Eighty-year-old Ms. Skinner died this date, January 26th, in 1848 of “old age” and was buried at Bethel Burying Ground. Both original documents (above) related to her death and burial omit her first name for some unknown reason. However, I believe that the document below from the 1847 Philadelphia African American Census represents Ms. Skinner. Amazingly, there is no first name recorded on this document either.*
Ms. Skinner lived in a small 8’x8′ room at #5 Miles’ Alley for which she paid $1.75 a month for rent. She reported that she owned personal property worth $10. It is hard to explain why Ms. Skinner reported herself as “in service.” It may be that she had previously been employed as an indentured domestic worker. The census worker went on to report that Ms. Skinner regularly attended religious services and, despite being poor, Ms. Skinner’s small home was tidy and she was thought of as “respectable.”
Ms.
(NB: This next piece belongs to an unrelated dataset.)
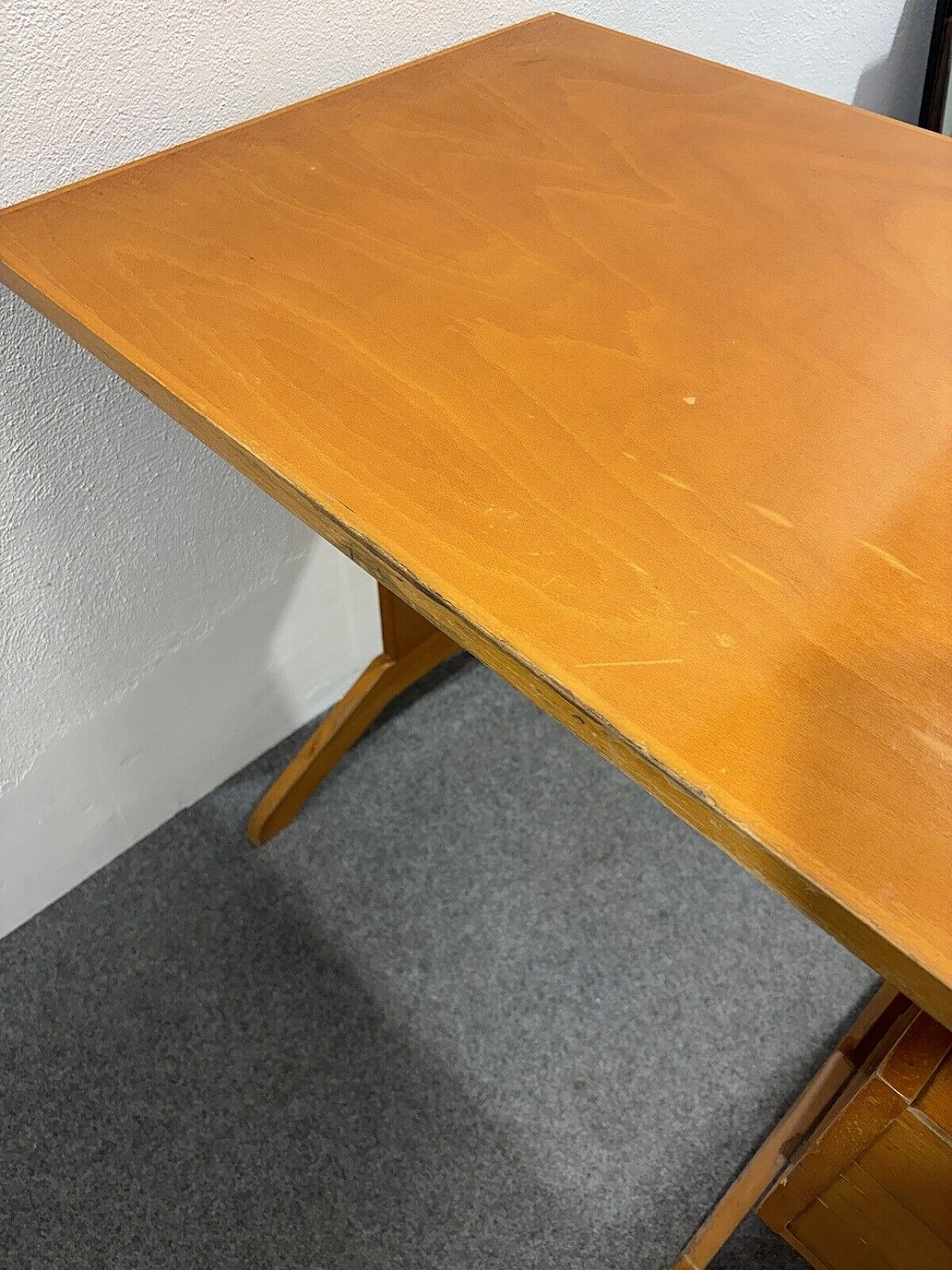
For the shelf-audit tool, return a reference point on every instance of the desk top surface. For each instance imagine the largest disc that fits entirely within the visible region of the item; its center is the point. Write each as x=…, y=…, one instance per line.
x=632, y=373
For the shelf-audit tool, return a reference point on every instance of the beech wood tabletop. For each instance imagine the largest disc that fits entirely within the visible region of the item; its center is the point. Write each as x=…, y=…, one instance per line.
x=631, y=373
Skinner was buried at Bethel Burying Ground on a late January day that was “overcast, damp, and partly foggy with light rain occasionally falling.”
In a letter to The Philadelphia Register in 1829, a white man describes a funeral procession and burial at Bethel Burying Ground of an unnamed Black man who was employed as a woodsawyer. The procession was led by the deceased’s professional society.
“The society walked by the grave and were followed by many whose dress was comfortable, and whose appearance was neat. When we entered the burial ground of Bethel church, they commenced singing a hymn appropriate to the occasion, which was continued round the grave and had a very solemn and impressive effect. When it was finished the preacher (a “coloured” man) delivered a discourse. . . One sentence I particularly remember: ‘The greatest text is an open sepulcher, and the loudest voice that can be addressed to you will soon be heard on the boards of the coffin.’ “(The Philadelphia Register and National Recorder, vol. 1; January to June 1819, p. 84-85.)
*Searching through city directories and local and federal censuses, the name of a ‘Barbara Skinner’ appears. Although possible, there presently is not enough evidence to state that is our Ms. Skinner.